Stark & Wayne

Company A - Avoiding Doomsday

To request a downloadable PDF, click here.

Primary Client

A large industrial farm equipement manufacturer.

Background

Company A had three separate Cloud Foundry environments up and running; two production environments, both with assigned data centers that had been running for a year, and a third development environment that was not yet linked to a data center.

The production environments were critically important to the day-to-day operation of the business, as they hosted dealership-related services.

With the loss of a key employee and the institutional knowledge that went with him, the remaining team members at Companuy A weren't actively monitoring certificates or the respective re-issuance dates.

Due to problems during this transition of responsibility, some key re-issuance dates had already passed, leading to the expiration of the BOSH-related certificates for the development environment, thus making it inoperable.

Soon after the development environment went down, the BOSH-related certificates for the first production environment also expired, leading to another outage.

Fortunately, Company A's high-availability design forced all traffic to go through the functioning second production environment, enableing Company A's operations to continue running smoothly.

These outages acted as a clear warning to the Company A team, alerting them to the problem of expiring certificates along with the potentially disastrous consequences of having the second production environment become inoperable.

Because of the sequence of certificate expirations, it also gave the team a three-day warning period before the BOSH certificate for the second production environment would expire.

The clock was ticking and, with the possibility of having day-to-day operations grinding to a halt, the team at Company A called on Stark & Wayne for assistance.

Problem Area(s)

With uptime being critical to operations and a tight deadline to avoid having all three environments become inoperable, Stark & Wayne engineers called on their experience to find a solution to keep the second production environment running smoothly and get the other two envinronments working again.

Having only three days until the third BOSH certificate expired, the initial effort to have certificates re-issued would have taken too long, so another approach was needed if the objective of keeping the environment(s) running was to be achieved.

That's when Stark & Wayne's experience with Cloud Foundry and our collective approach enabled us to find a solution.

Solution

Stark & Wayne engineers quickly gained access to BOSH and identified each certificate that had expired.

With reissuing the certificates ruled out as a viable option, the experts at Stark & Wayne were undeterred and devised another plan for what to do.

Relying on their experience, the Stark & Wayne team decided to extract the certificates from the existing deployments and create renewal requests.

By taking this approach, Stark & Wayne was able to extend the expiration dates on the existing certificates, leveraging BOSH deployment paradigms to update the certificates for each VM through purpose-built software using Company A's last standing production environment.

This secondary approach, unfamiliar to most people with little Cloud Foundry experience, helped Company A avoid what could have been a catastrophic period of downtime, allowing Stark & Wayne to keep the one production environment running and restore the two inoperable environments.

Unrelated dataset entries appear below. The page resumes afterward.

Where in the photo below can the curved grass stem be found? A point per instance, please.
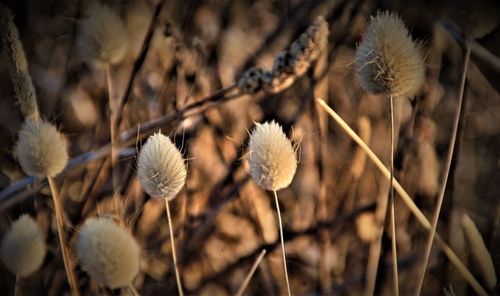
(174, 256)
(449, 158)
(133, 290)
(393, 214)
(450, 254)
(282, 242)
(112, 102)
(66, 253)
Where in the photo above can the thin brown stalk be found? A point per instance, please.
(462, 269)
(282, 242)
(247, 279)
(449, 158)
(174, 256)
(133, 290)
(66, 252)
(393, 214)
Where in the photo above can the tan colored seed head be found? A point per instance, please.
(108, 253)
(41, 149)
(102, 38)
(387, 60)
(23, 247)
(272, 158)
(161, 168)
(251, 81)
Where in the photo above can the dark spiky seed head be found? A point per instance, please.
(387, 60)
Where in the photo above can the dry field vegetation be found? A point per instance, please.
(170, 147)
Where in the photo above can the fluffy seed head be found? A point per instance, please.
(251, 81)
(41, 149)
(102, 38)
(272, 158)
(18, 65)
(23, 247)
(387, 60)
(161, 168)
(309, 45)
(108, 253)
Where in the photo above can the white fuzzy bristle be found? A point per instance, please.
(102, 38)
(23, 247)
(272, 157)
(387, 60)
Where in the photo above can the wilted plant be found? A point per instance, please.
(108, 253)
(162, 173)
(18, 65)
(272, 166)
(23, 247)
(103, 42)
(41, 149)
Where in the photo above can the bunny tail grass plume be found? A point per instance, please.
(108, 253)
(479, 251)
(41, 149)
(272, 158)
(102, 38)
(23, 247)
(161, 168)
(18, 66)
(387, 60)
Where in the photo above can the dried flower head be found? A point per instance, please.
(294, 62)
(251, 81)
(272, 158)
(108, 252)
(23, 247)
(41, 149)
(161, 168)
(309, 45)
(18, 65)
(479, 251)
(387, 60)
(102, 38)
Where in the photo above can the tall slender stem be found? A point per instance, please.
(174, 256)
(16, 286)
(447, 250)
(393, 214)
(133, 290)
(449, 158)
(247, 279)
(282, 242)
(66, 253)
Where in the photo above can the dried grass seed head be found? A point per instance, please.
(251, 81)
(41, 150)
(479, 251)
(108, 252)
(387, 59)
(102, 38)
(23, 247)
(272, 158)
(161, 168)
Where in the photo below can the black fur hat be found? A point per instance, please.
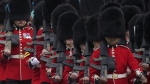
(131, 27)
(139, 30)
(65, 25)
(58, 11)
(75, 4)
(129, 12)
(138, 3)
(2, 14)
(79, 32)
(92, 28)
(90, 7)
(49, 6)
(146, 25)
(38, 17)
(110, 4)
(111, 23)
(19, 9)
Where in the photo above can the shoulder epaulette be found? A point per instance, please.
(124, 46)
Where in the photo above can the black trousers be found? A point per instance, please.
(2, 82)
(45, 83)
(10, 81)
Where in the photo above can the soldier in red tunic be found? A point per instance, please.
(64, 34)
(18, 15)
(111, 29)
(34, 61)
(3, 63)
(55, 17)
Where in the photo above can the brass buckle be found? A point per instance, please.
(21, 56)
(115, 76)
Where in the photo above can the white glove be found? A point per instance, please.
(34, 61)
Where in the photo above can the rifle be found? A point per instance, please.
(87, 54)
(11, 39)
(60, 56)
(146, 53)
(107, 62)
(34, 42)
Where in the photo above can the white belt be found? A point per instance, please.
(116, 76)
(21, 56)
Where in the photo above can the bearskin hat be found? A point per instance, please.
(149, 5)
(139, 30)
(110, 4)
(131, 27)
(38, 18)
(65, 25)
(79, 32)
(58, 11)
(75, 4)
(146, 25)
(111, 23)
(90, 7)
(138, 3)
(2, 14)
(129, 12)
(49, 6)
(19, 9)
(92, 28)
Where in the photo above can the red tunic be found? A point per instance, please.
(67, 69)
(81, 73)
(3, 63)
(43, 76)
(36, 70)
(123, 59)
(16, 68)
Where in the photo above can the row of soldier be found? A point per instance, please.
(74, 42)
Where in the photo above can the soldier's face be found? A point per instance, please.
(112, 41)
(82, 46)
(20, 23)
(69, 42)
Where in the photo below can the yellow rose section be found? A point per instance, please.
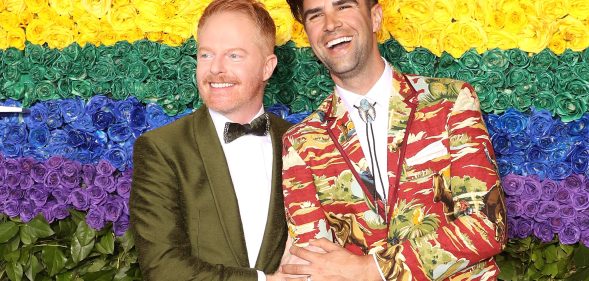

During this engagement, Stark & Wayne leveraged their Collective approach, which advised the onsite team to use the Stark & Wayne Safe certification management tool for the job.

This choice of tool, based on all of Stark & Wayne's considerable experience, was an important factor in having the onsite team manage the process more effectively, allowing them to complete the job of renewing certificates a full day ahead of the project's three-day deadline.

To help prevent future outages, Stark & Wayne also taught Company A's operation team how to use Doomsday, a Stark & Wayne-developed tool used to alert personnel automatically when certificates are nearing their expiration date. This reduces the team's reliance on tracking certificate expiration manually.

Next Steps

Stark & Wayne supplied best practices architecture recommendations to Company A, enabling all the features to Cloud Foundry and helping the client avoid BOSH certificate problems going forward.